Selon la région, les sanctions sont plus ou moins sévères - La Semaine Vétérinaire n° 1269 du 12/05/2007
La Semaine Vétérinaire n° 1269 du 12/05/2007

Déontologie. Hétérogénéité des jugements disciplinaires

Actualité

Auteur(s) : Cynthia Gautier*, Dominique-Pierre Picavet**, Alain Grépinet***

Lorsqu’un appel est relevé auprès de la Chambre supérieure de discipline, la décision de première instance est infirmée de façon totale ou partielle dans environ 60 % des cas.

Chacun d’entre nous le sait, notre exercice professionnel est régi par certaines règles d’éthique inscrites dans le Code de déontologie vétérinaire. Leur respect doit nous permettre d’exercer notre art dans de bonnes conditions, notamment de confraternité, ainsi que d’assurer un service de qualité auprès de la clientèle.

Lorsqu’une personne considère qu’une infraction au Code de déontologie a été commise, elle peut porter plainte auprès du conseil régional de l’Ordre dont dépend le praticien mis en cause. Une enquête est alors diligentée, et une sanction sera éventuellement prononcée. Celle-ci peut parfois être lourde de conséquences, notamment si elle consiste en une privation du droit d’exercer. Certains membres du Conseil supérieur de l’Ordre, actuels et anciens, se sont interrogés sur l’équité des sanctions infligées par les différentes régions ordinales. Ce questionnement a abouti à la réalisation d’une étude analytique et comparative des jugements rendus par les chambres de discipline.

Il n’existe ni critère, ni jurisprudence, ni barème sur lequel s’appuyer

Cette analyse présente un réel intérêt. En effet, force est de constater que le Code de déontologie encadre la profession pour “ce qu’il faut faire ou ne pas faire”, mais il ne donne aucune indication sur la façon dont devraient être sanctionnées les infractions commises. Ainsi, l’appréciation de la gravité de la faute et l’interprétation des articles du Code de déontologie sont laissées à des confrères qui, bien que consciencieux et objectifs, ne disposent d’aucun critère, d’aucune jurisprudence ou d’un quelconque autre barème sur lequel s’appuyer. Cet état de fait génère des sanctions différentes, ce qui n’a d’ailleurs rien de surprenant puisque les avis tendent déjà à diverger d’un conseiller à l’autre, et cela au sein d’une même chambre de discipline.

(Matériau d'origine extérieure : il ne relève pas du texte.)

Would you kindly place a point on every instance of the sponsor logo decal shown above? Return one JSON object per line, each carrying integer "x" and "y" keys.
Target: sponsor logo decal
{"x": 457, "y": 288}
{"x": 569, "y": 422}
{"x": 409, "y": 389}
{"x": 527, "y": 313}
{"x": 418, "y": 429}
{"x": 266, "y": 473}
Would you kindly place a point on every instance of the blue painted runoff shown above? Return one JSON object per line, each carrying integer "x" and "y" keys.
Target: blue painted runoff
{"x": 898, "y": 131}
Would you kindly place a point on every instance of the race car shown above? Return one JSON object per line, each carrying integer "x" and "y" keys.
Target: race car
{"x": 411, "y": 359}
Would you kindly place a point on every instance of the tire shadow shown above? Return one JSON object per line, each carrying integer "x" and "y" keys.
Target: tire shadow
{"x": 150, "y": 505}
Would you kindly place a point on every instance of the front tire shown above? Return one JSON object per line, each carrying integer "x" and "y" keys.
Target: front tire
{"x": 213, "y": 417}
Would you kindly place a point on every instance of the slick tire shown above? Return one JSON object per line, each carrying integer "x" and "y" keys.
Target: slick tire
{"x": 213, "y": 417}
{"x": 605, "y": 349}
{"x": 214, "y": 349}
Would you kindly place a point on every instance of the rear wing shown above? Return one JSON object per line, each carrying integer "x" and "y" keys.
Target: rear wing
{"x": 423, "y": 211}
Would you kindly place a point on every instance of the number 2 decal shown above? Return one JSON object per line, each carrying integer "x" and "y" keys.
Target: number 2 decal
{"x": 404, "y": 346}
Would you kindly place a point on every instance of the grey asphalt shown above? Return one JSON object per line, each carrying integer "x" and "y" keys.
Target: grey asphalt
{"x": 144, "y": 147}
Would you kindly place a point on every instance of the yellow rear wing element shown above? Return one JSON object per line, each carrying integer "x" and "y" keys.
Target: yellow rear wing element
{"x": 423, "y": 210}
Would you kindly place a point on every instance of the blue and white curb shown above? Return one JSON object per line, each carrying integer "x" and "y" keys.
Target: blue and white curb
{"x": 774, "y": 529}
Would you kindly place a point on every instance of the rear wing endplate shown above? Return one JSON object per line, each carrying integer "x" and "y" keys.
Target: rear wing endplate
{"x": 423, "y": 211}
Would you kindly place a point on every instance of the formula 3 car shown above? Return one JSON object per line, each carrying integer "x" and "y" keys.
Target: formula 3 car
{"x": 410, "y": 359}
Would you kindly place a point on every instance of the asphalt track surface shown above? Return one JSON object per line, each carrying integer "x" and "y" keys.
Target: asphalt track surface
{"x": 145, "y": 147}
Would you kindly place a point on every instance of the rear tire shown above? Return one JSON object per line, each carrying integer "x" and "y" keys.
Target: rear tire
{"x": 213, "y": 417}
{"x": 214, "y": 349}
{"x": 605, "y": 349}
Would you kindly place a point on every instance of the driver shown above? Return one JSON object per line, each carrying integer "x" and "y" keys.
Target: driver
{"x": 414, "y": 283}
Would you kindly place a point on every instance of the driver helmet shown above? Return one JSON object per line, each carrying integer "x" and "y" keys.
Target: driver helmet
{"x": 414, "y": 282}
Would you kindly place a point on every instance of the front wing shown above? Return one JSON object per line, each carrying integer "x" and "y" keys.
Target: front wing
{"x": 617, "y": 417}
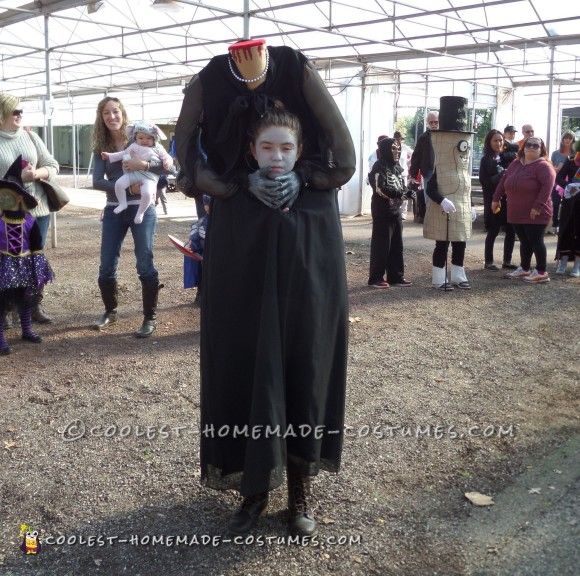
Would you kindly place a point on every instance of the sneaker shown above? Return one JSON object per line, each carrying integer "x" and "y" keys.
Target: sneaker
{"x": 537, "y": 277}
{"x": 562, "y": 265}
{"x": 519, "y": 272}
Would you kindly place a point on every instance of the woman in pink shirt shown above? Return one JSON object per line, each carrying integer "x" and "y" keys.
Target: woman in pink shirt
{"x": 527, "y": 184}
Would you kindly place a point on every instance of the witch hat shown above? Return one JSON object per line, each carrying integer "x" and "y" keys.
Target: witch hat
{"x": 12, "y": 183}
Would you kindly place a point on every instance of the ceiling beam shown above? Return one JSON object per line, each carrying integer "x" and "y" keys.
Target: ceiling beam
{"x": 350, "y": 60}
{"x": 35, "y": 9}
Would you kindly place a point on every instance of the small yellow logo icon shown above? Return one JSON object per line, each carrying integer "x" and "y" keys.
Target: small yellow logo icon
{"x": 30, "y": 540}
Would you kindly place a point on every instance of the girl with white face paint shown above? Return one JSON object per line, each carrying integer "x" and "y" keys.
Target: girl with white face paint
{"x": 276, "y": 145}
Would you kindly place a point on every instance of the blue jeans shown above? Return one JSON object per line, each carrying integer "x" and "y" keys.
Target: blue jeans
{"x": 115, "y": 227}
{"x": 43, "y": 223}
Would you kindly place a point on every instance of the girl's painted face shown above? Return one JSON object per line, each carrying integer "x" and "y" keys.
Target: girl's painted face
{"x": 13, "y": 121}
{"x": 496, "y": 143}
{"x": 144, "y": 139}
{"x": 276, "y": 147}
{"x": 112, "y": 116}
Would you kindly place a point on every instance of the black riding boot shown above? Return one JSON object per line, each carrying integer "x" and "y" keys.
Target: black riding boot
{"x": 248, "y": 513}
{"x": 300, "y": 517}
{"x": 109, "y": 294}
{"x": 38, "y": 314}
{"x": 150, "y": 288}
{"x": 9, "y": 317}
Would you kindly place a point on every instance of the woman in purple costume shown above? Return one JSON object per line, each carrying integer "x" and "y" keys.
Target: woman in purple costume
{"x": 24, "y": 269}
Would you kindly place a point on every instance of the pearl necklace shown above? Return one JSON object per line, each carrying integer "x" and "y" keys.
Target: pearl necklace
{"x": 250, "y": 80}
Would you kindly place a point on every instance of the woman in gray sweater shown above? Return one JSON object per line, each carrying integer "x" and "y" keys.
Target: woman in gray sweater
{"x": 38, "y": 164}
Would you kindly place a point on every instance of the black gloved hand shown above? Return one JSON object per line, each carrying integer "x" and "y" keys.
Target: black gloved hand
{"x": 278, "y": 192}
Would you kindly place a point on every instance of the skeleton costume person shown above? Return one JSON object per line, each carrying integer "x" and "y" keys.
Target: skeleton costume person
{"x": 449, "y": 217}
{"x": 24, "y": 270}
{"x": 274, "y": 317}
{"x": 389, "y": 192}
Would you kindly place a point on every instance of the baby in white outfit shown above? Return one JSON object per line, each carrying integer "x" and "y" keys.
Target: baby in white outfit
{"x": 144, "y": 147}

L’objectif de l’étude n’est pas d’écrire un J’accuse de la procédure disciplinaire ou de l’équité des sanctions. Elle vise au contraire à mettre en évidence les grandes tendances, ainsi que les variations potentiellement existantes pour remplacer de simples présomptions par des certitudes et essayer d’améliorer la situation. Cette analyse, fondée sur les attendus des audiences qui ont eu lieu de 1998 à 2003 inclus, permet de dégager plusieurs éléments intéressants.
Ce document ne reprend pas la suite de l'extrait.